Revenant(72)
“I’m looking for an enchantment that will disguise me from angels. Make me look like another species or something.”
His lip curled again, but this time, there was no hint of amusement. “Does this have something to do with the attack?”
“Yes. Obviously, I’m being hunted for some reason. Could have something to do with a patient I treated or maybe I’m being confused for someone else. Either way, it’s clear I’m not safe, and I can’t stay at UG anymore. I can’t put anyone else at risk.”
He came to an abrupt halt. “Put me at risk.”
She wheeled around to face him. “Excuse me?”

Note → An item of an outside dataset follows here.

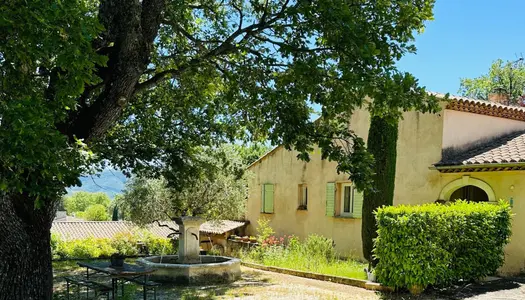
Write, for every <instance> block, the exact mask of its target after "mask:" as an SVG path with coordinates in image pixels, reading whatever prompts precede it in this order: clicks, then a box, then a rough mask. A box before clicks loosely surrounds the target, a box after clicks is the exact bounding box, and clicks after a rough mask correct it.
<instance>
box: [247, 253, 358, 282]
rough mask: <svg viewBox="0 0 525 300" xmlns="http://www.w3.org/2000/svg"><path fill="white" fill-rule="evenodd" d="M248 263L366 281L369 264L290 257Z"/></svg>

“You can stay with me. Think about it,” he said as he stroked his hand down the hilt of a blade at his hip. “No one in their right minds would come after you with me around.”
True, but how long would it be before he was the one she had to run from? Her pager went off in an urgent tone. “Hold on.” She glanced at the message, and her heart stopped.
Your gallbladder blanchier patient from yesterday is code 12. Hurry.
“I gotta go!” She ran toward the Harrowgate leading to the hospital, and wouldn’t you know it, Rev was right on her heels. She didn’t bother taking the time to tell him to go away. He wouldn’t listen, and her mind was racing anyway.
The blanchier’s operation had been routine and unremarkable, so what the hell? She hit the Harrowgate at a run, with Rev sliding in after her. There was only one flashing light inside, and that was the symbol for Underworld General. She touched it, and instantly the gate opened into the hospital’s bustling ER.
She jogged to the surgical wing and the bank of rooms set aside for post-op patients, and the insane activity outside the second door on the right told her that was the blanchier’s room.
Several staff members were frantically trying to revive the pale, elflike demon. Slash, another of several Seminus brothers Eidolon had hired recently, was gripping the blanchier’s ankle, his dermoire glowing madly as he channeled healing power into him. Unfortunately, the blanchier was a species that didn’t respond well to a Seminus demon’s healing power.
“Fuck,” he barked. “Something is shutting down all his systems.”
Bane, his brother, snatched the IV bag off the pole. “This is saline. It’s fucking saline.”
Oh, shit. Blanchiers were highly allergic to saline. Who would have ordered a saline drip? Or had someone accidentally spiked a bag of saline instead of glucose? Blas grabbed the demon’s chart and scanned it for physician orders.
Eidolon had ordered labs. Bane had given an injection of hydrogen peroxide. Blaspheme had ordered… saline.
All around her, the alarmed beeps from hospital equipment and the raised voices of the people trying to save the demon faded into a distant buzz. Blaspheme’s pulse fluttered in spastic bursts as guilt stabbed her in the chest like a dull blade. She’d marked the wrong damned box.
“No,” she whispered.
Revenant appeared at her side and peered at the chart in her hand. “What is it?”
Nausea racked her, stealing her voice, and when she could finally talk, her voice was barely a whisper. “It’s my fault. I meant to mark D5W. I remember now. I was distracted and… fuck. I didn’t even sign my name on the chart.” Shoving the clipboard onto its hook at the foot of the bed, she leaped into action. “Someone give him a glucose injection. Hurry!”
“We already did that. He’s dying,” Slash said.
“Did you try adrenaline? Cefazolin?” She scrambled for the open drawers and cabinets, knocking stuff out of the way as she desperately sought every drug known to help blanchiers. “Acetazolamide?”
“We’ve tried everything!” Doctor Shakvhan’s shrill voice rang out, but Blaspheme didn’t stop tearing through supplies, knocking wrapped syringes, bandages, and who-knew-what-else to the floor.
Behind her, she heard Revenant’s low curse. She stopped her frantic search to watch him shove his way through the crowd of doctors and nurses.
“Hey!”
“What are you doing, asshole?”
“You can’t be in here —”
Revenant ignored everyone to lay his hand on the demon’s forehead. For a moment, everyone went silent as the room filled with a strange, electric energy. A heartbeat later, the patient inhaled a great, gasping breath, and all the machines that had been beeping in alarm suddenly went back to normal.
Shocked expressions quickly yielded to relief, and then the scramble to stabilize the guy began.
“You saved him,” Blas croaked, her mouth dry from the adrenaline overload. “Oh, damn. You did it.” Her hand shook as she swiped a paper cup from the dispenser, splashed water into it, and downed it to relieve her parched mouth. When she could speak without sounding like a three-pack-a-day smoker, she asked, “How did you do that?”